Survey responses were summarized with standard descriptive statistics, and free commentary was appraised through expert judgement, whereby responses of similar content were grouped.

2.5. Threshold Functions

Due to the comprehensiveness and significance of the meta-studies by Guzzetti and colleagues [25,26], we set out with their parametrization of the ID-function for Austria: I = 41.66 · D 0.77 (mm·h−1, h). Austria thus lies clearly in the upper intensity range (note logarithmic scale) of numerous ID-thresholds worldwide (Figure 3; note that despite similar function type, the derived critical precipitation intensity varies by an order of magnitude between studies).

2.6. Software

The following software was used: R (for modelling, particularly packages GLM for generalized linear models and the modelling frameworks caret and tidymodels), Julia (manipulation of large datasets), GRASS (processing of spatial data), QGIS (cartography), and LimeSurvey (stakeholder survey).

2.7. Uncertainty

2.7.1. Location and Date

The reliability of reported locations and dates varied, especially so for older records (when, e.g., GPS services were not readily available). Annotations in the inventories themselves or consultation with the data providers suggested that a substantial part of the records might lag the actual event by several days, particularly so before digital means became widespread in remoter areas.
The data stemming from compensation claims contained additional spatial inaccuracies: sometimes the presumable slide location was actually the claimant’s physical address, and sometimes (small) embankment movements after fresh construction works (as evident from aerials) were reported as landslides.

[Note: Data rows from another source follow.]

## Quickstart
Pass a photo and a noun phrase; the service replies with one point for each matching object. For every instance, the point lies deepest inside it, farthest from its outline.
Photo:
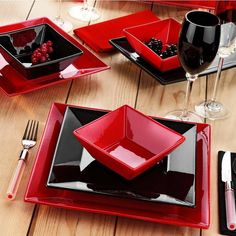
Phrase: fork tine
(26, 130)
(36, 131)
(31, 130)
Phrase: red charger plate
(127, 141)
(37, 192)
(166, 30)
(14, 83)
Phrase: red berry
(34, 60)
(43, 59)
(44, 50)
(50, 50)
(43, 45)
(49, 43)
(39, 54)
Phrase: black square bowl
(17, 47)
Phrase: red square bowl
(127, 141)
(165, 30)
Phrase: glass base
(84, 13)
(212, 110)
(65, 25)
(179, 115)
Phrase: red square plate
(38, 192)
(127, 141)
(12, 82)
(188, 3)
(97, 35)
(165, 30)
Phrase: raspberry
(42, 53)
(164, 51)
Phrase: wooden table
(124, 83)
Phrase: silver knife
(226, 176)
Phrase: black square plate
(168, 77)
(170, 181)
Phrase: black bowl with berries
(156, 42)
(38, 50)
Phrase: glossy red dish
(193, 4)
(113, 28)
(166, 30)
(37, 192)
(127, 141)
(12, 82)
(18, 48)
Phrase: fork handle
(16, 178)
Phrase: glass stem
(217, 79)
(59, 9)
(191, 79)
(86, 4)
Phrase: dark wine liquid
(227, 16)
(198, 45)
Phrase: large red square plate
(38, 192)
(12, 82)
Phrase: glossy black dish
(168, 77)
(170, 181)
(18, 46)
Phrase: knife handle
(230, 207)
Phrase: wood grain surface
(124, 83)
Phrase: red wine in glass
(197, 47)
(226, 11)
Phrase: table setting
(118, 117)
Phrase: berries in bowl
(38, 50)
(156, 42)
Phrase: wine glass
(226, 11)
(197, 47)
(65, 25)
(84, 12)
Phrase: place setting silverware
(28, 141)
(226, 177)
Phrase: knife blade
(226, 176)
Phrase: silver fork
(28, 141)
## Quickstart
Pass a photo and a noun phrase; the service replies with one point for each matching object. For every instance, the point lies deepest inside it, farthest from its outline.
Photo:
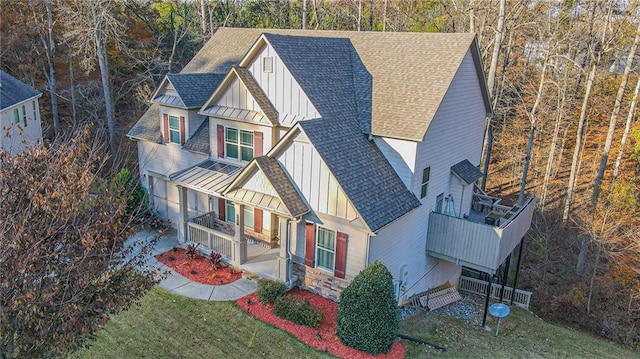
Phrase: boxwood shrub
(268, 290)
(368, 315)
(298, 310)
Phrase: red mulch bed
(199, 268)
(327, 341)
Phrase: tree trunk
(614, 118)
(627, 128)
(103, 61)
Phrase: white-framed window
(325, 248)
(425, 182)
(238, 144)
(248, 217)
(174, 129)
(231, 212)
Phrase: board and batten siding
(314, 180)
(401, 154)
(403, 243)
(267, 136)
(455, 134)
(281, 88)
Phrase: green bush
(298, 310)
(268, 290)
(368, 315)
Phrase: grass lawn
(168, 326)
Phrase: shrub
(192, 250)
(268, 290)
(298, 310)
(368, 316)
(215, 258)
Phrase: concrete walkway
(177, 284)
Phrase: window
(267, 64)
(248, 217)
(425, 182)
(174, 129)
(239, 144)
(326, 248)
(24, 115)
(231, 212)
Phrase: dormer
(180, 96)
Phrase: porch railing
(521, 299)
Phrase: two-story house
(19, 115)
(332, 150)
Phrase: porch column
(239, 244)
(282, 269)
(183, 219)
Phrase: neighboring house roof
(364, 174)
(466, 171)
(193, 89)
(148, 126)
(209, 176)
(199, 141)
(411, 72)
(14, 91)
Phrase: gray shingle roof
(410, 72)
(281, 183)
(195, 88)
(148, 126)
(466, 171)
(365, 175)
(323, 68)
(257, 93)
(14, 91)
(199, 141)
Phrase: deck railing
(521, 299)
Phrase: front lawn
(169, 326)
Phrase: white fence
(521, 299)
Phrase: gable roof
(14, 91)
(467, 172)
(410, 72)
(148, 126)
(199, 141)
(193, 89)
(364, 174)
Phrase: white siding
(282, 89)
(315, 182)
(401, 155)
(16, 137)
(455, 134)
(267, 137)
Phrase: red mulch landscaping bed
(199, 268)
(322, 338)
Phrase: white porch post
(239, 243)
(184, 214)
(282, 272)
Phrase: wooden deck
(483, 239)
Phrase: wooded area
(563, 77)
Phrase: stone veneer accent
(319, 281)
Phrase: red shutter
(310, 245)
(166, 128)
(222, 205)
(220, 141)
(257, 144)
(182, 137)
(257, 220)
(341, 255)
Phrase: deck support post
(505, 275)
(486, 301)
(515, 279)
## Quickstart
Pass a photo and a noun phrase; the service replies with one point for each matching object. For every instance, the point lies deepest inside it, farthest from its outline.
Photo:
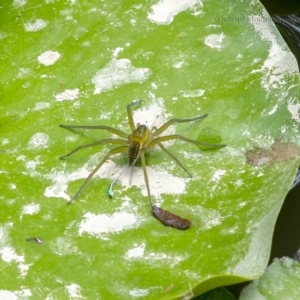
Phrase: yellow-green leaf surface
(82, 62)
(280, 281)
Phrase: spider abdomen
(139, 138)
(133, 152)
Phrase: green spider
(136, 144)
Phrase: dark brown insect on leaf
(36, 239)
(169, 219)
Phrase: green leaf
(81, 63)
(280, 281)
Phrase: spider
(136, 144)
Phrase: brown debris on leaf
(169, 219)
(280, 152)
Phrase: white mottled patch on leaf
(139, 292)
(37, 25)
(279, 62)
(31, 209)
(214, 41)
(193, 93)
(164, 11)
(136, 252)
(48, 58)
(103, 224)
(118, 72)
(38, 140)
(74, 291)
(294, 109)
(67, 95)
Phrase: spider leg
(129, 113)
(146, 177)
(110, 153)
(180, 137)
(174, 158)
(110, 129)
(172, 121)
(113, 141)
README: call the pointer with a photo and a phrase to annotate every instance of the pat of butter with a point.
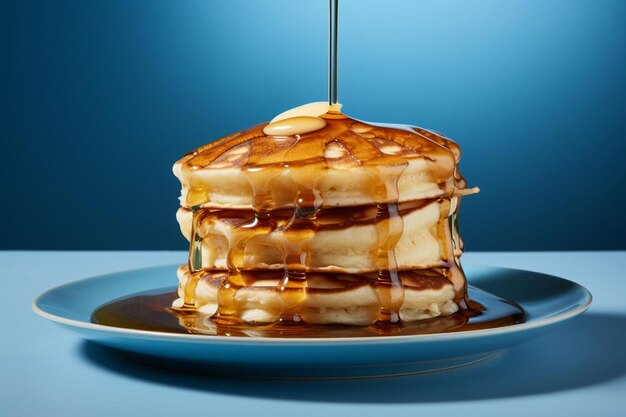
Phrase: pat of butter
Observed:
(317, 109)
(298, 125)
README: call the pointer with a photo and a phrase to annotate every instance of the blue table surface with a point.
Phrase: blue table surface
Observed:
(578, 369)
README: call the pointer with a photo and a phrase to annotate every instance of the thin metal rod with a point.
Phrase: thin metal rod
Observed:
(332, 51)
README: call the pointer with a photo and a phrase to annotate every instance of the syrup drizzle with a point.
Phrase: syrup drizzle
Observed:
(290, 164)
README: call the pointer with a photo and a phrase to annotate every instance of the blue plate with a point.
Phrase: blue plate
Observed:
(547, 300)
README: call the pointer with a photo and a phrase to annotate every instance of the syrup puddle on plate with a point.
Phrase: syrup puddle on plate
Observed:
(150, 310)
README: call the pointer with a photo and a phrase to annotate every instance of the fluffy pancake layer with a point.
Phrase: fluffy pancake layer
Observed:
(339, 240)
(327, 298)
(347, 163)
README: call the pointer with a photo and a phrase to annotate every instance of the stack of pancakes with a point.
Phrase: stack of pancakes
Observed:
(352, 223)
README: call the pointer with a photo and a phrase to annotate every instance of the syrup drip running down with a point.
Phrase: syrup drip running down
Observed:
(285, 172)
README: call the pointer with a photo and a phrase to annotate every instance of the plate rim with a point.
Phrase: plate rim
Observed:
(239, 340)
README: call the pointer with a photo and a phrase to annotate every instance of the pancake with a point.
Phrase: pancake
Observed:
(339, 240)
(319, 217)
(328, 298)
(347, 163)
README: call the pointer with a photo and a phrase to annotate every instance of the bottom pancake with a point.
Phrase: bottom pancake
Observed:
(328, 298)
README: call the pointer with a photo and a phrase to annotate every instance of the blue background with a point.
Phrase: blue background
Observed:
(99, 98)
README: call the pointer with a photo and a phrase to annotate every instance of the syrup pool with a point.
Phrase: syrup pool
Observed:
(151, 311)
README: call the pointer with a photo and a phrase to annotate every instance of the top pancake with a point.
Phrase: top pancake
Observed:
(346, 163)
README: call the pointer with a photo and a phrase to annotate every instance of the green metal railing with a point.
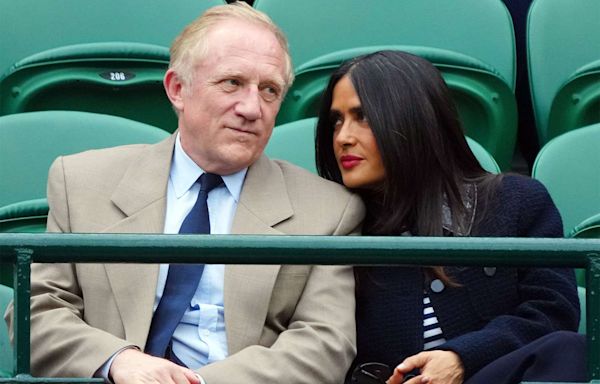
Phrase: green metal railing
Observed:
(21, 250)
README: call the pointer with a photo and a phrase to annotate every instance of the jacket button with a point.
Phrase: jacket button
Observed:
(437, 286)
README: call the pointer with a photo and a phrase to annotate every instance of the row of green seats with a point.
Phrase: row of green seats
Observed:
(93, 69)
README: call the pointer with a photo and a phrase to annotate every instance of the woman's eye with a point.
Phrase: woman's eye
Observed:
(336, 122)
(360, 116)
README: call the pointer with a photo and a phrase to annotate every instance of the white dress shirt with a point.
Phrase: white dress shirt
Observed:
(200, 337)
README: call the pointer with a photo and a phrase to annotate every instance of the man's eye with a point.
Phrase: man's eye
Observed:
(270, 93)
(231, 84)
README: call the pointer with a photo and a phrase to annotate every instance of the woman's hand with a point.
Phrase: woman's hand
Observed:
(436, 367)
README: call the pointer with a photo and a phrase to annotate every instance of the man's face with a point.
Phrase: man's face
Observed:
(227, 113)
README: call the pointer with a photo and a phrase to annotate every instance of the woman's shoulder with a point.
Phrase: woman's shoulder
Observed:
(524, 205)
(523, 187)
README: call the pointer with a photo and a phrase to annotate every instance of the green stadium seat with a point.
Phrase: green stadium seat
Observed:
(32, 26)
(115, 78)
(485, 102)
(27, 216)
(563, 50)
(481, 29)
(582, 321)
(569, 167)
(29, 142)
(588, 228)
(295, 142)
(6, 352)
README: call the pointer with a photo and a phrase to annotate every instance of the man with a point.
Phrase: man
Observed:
(244, 324)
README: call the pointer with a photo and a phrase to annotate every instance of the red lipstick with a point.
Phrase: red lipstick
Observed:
(350, 161)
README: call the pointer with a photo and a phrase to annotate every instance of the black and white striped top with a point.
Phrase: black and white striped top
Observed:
(432, 333)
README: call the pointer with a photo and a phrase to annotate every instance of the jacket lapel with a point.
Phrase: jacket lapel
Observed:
(141, 196)
(248, 287)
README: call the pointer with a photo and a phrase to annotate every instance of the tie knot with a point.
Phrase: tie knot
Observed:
(209, 181)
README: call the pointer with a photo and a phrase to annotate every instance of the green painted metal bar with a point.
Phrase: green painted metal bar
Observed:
(27, 379)
(22, 249)
(228, 249)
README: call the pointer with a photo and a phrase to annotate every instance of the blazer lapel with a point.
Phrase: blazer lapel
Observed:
(264, 202)
(141, 196)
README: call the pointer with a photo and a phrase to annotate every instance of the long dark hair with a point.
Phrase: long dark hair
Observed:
(427, 160)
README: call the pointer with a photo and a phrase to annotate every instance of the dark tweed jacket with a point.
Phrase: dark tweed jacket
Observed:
(492, 312)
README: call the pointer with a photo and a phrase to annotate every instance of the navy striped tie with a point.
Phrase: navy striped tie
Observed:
(183, 279)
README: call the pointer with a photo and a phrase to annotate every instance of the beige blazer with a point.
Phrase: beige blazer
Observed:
(285, 324)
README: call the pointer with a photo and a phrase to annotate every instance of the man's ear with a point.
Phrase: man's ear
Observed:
(174, 88)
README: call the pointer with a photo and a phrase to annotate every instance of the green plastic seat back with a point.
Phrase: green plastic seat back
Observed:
(588, 228)
(577, 102)
(569, 167)
(32, 26)
(486, 160)
(6, 352)
(295, 142)
(583, 310)
(115, 78)
(478, 28)
(28, 216)
(563, 38)
(485, 103)
(29, 142)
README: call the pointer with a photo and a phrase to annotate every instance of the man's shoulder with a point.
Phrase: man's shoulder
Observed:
(298, 177)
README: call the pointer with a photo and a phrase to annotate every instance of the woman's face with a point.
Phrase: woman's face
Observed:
(354, 145)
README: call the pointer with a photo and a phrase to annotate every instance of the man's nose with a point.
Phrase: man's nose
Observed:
(249, 106)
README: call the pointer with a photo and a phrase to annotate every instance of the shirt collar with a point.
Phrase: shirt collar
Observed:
(185, 172)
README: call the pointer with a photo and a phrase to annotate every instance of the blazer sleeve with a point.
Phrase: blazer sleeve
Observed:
(62, 343)
(548, 296)
(319, 343)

Of a random subsample (n = 94) of this dataset, only 42% could be confirmed from aerial imagery, and another 10% were implausible (e.g., surrounded by flat, built areas).

2.7.2. Observation Bias

All data stem from individual reports, whether on private or public initiative. Reported cases, thus, are the result of cost–benefit assessment. Costs include the effort of identifying and interacting with any kind of registration service, or monitoring areas of low accessibility (altitude, terrain, infrastructure, etc.). Benefits include remuneration of damage or public savings through timely infrastructure maintenance. In fact, the fraction of false negatives in an apparently “slide-proof” area cannot be reliably ascertained without representative coverage. To illustrate, a forested hillscape may offer few slide sightings because of its robust terrain and hydrological buffers—or just because it is neither accessible nor (micro) economically vulnerable to landslides.

3. Results and Discussion

3.1. Characteristic Slide Conditions and Probable Observation Bias

The two largest inventories revealed a marked azimuthal gradient of slide frequency, as most slides were recorded on south-facing slopes. A less pronounced accumulation to the north was documented in one province-wise inventory only (Figure 4). This phenomenon has plausible physical explanations (e.g., stronger diurnal temperature gradients, exposure to precipitation-heavy Adriatic depressions in the case of the south-dominated inventory), but observation bias has to be accounted for, too. Northern slopes are more likely used for forestry or extensive grassland, so that damage will less frequently be reported or even noted. We thus opted to exclude exposition from the subsequent modelling.
The largest dataset consisted of private compensation claims to public reimbursement funds, which are processed and settled via public authority. From 1980 to 2016, most reports entered this inventory in years of local elections, followed by years when elections on a regional (provincial) level took place. Periods of no elections counted the fewest slide reports (Figure 4).
Although this suggests a reporting bias, we included all years of the particular dataset in the modelling. The bias is temporal, but hardly spatial (because elections throughout the originating province are synchronous and, thus, can be expected to affect all areas alike).
Regardless of dataset (province), slide frequency did not steadily increase with slope inclination but peaked within a range of 25° to 30° (Figure 5). Again, a contribution of observation bias cannot be excluded (steep terrain coincides with low accessibility and sparse economic assets).
As expected, slopes were the morphological feature that bore the most slides by far. About six times as many slides were observed on slopes as on spurs or hollows (Figure 5).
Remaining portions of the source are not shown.